Securities Lawsuits Against Non-U.S. Companies
The report has an extended and interesting discussion of the increased levels of securities class action lawsuit filings against non-U.S. companies. According to the report, 24 percent of the filings in the year’s first six months involved non-U.S. companies, compared to 20 percent for the full year of 2014. If filings against non-U.S. listed companies in the second half continue at the same pace as the first half, 2015 will represent the third year in a row in which the number of suits against non-U.S. companies increased.
The report also notes that in the first half of 2015, foreign domiciled companies accounted for slightly more than 18 percent of the U.S.-listed companies (by way of comparison, in 1997, only nine percent of U.S. listed companies were foreign). The percentage of non-U.S. companies sued relative to the number of listed non-U.S. companies increased from 1.4 percent in 2000 to an annualized rate of 3.9 percent in the first half of 2015. As the report states, “these data indicate that plaintiffs are increasingly likely to target foreign companies.” (As I have noted in a separate post, foreign U.S.-listed companies have been disproportionately likely to hit with a U.S. securities suit.)

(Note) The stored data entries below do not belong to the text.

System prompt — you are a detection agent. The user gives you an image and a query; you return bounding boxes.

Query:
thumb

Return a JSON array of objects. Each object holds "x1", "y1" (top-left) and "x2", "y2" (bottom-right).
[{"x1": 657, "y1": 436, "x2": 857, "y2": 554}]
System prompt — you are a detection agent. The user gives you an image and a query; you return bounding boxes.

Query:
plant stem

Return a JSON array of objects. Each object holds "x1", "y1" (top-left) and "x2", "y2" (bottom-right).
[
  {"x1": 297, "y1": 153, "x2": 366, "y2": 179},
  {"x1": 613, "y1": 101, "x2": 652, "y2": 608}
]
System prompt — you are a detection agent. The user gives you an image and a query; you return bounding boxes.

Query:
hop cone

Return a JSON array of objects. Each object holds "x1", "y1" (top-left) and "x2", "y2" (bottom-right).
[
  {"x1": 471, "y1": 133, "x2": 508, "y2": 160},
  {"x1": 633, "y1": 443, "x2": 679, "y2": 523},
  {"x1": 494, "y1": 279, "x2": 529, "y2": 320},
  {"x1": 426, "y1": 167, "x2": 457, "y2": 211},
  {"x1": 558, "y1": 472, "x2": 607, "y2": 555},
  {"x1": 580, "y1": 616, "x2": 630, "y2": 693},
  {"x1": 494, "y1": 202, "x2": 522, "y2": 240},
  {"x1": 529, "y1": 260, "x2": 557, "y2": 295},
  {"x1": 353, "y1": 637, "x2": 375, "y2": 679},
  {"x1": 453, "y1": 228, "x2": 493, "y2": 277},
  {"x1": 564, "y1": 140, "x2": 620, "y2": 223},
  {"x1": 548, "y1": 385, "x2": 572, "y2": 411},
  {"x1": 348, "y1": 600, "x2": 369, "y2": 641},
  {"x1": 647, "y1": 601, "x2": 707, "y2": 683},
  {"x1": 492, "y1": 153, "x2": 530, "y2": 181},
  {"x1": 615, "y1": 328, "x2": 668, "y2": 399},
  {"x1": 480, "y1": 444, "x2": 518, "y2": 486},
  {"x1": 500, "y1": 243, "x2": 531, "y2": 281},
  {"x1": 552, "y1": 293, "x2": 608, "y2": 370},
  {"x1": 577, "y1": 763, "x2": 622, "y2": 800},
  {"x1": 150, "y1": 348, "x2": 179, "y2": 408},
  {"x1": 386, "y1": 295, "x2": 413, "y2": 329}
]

Between 2000 and 2010, S&P 500 companies were consistently more likely to be hit with a securities suit than either the overall universe of U.S.-listed companies or non-U.S. listed companies. However, since 2014, foreign firms have been more likely to be hit that S&P 500 firms. So far in 2015, non-U.S. companies have been likelier to be hit with a securities suit than the overall universe of U.S.-listed companies.
The Cornerstone Research report does not make this point explicitly, but it appears from the report’s analysis of lawsuit filings against non-U.S. companies that the reason that the overall rate of securities litigation is up (as discussed in the preceding section of this blog post) is the heightened and disproportionate level of securities class action litigation activity involving non-U.S. companies.
The report contains a number of other interesting information. For example, the report notes that the percentage of cases dismissed within three years of their filings dates has increased, growing from 28 percent of cases filed in 2000 to 57 percent of cases filed 2011 (the last annual period for which three full years of resolution outcome data are available).
The report also notes that the median filing lag time between the end of the class period and the filing date of the lawsuit continued its declining trend in the first half of 2015, “suggesting intensifying competition for business by the plaintiff bar.”
Filing activity against companies with large market capitalizations, as represented by companies in the S&P 500, remained below historical averages. On an annualized basis, approximately 1.6% of S&P 500 companies were hit with securities suits in 2015, compared to a 2001 to 2014 annual average of 5.5%. Companies in the S&P 500 were less likely to be a defendant in a class action lawsuit than in any of the last 15 years.
Biotechnology, healthcare and pharmaceutical companies together accounted for 19 percent of total filings in the first half of 2015.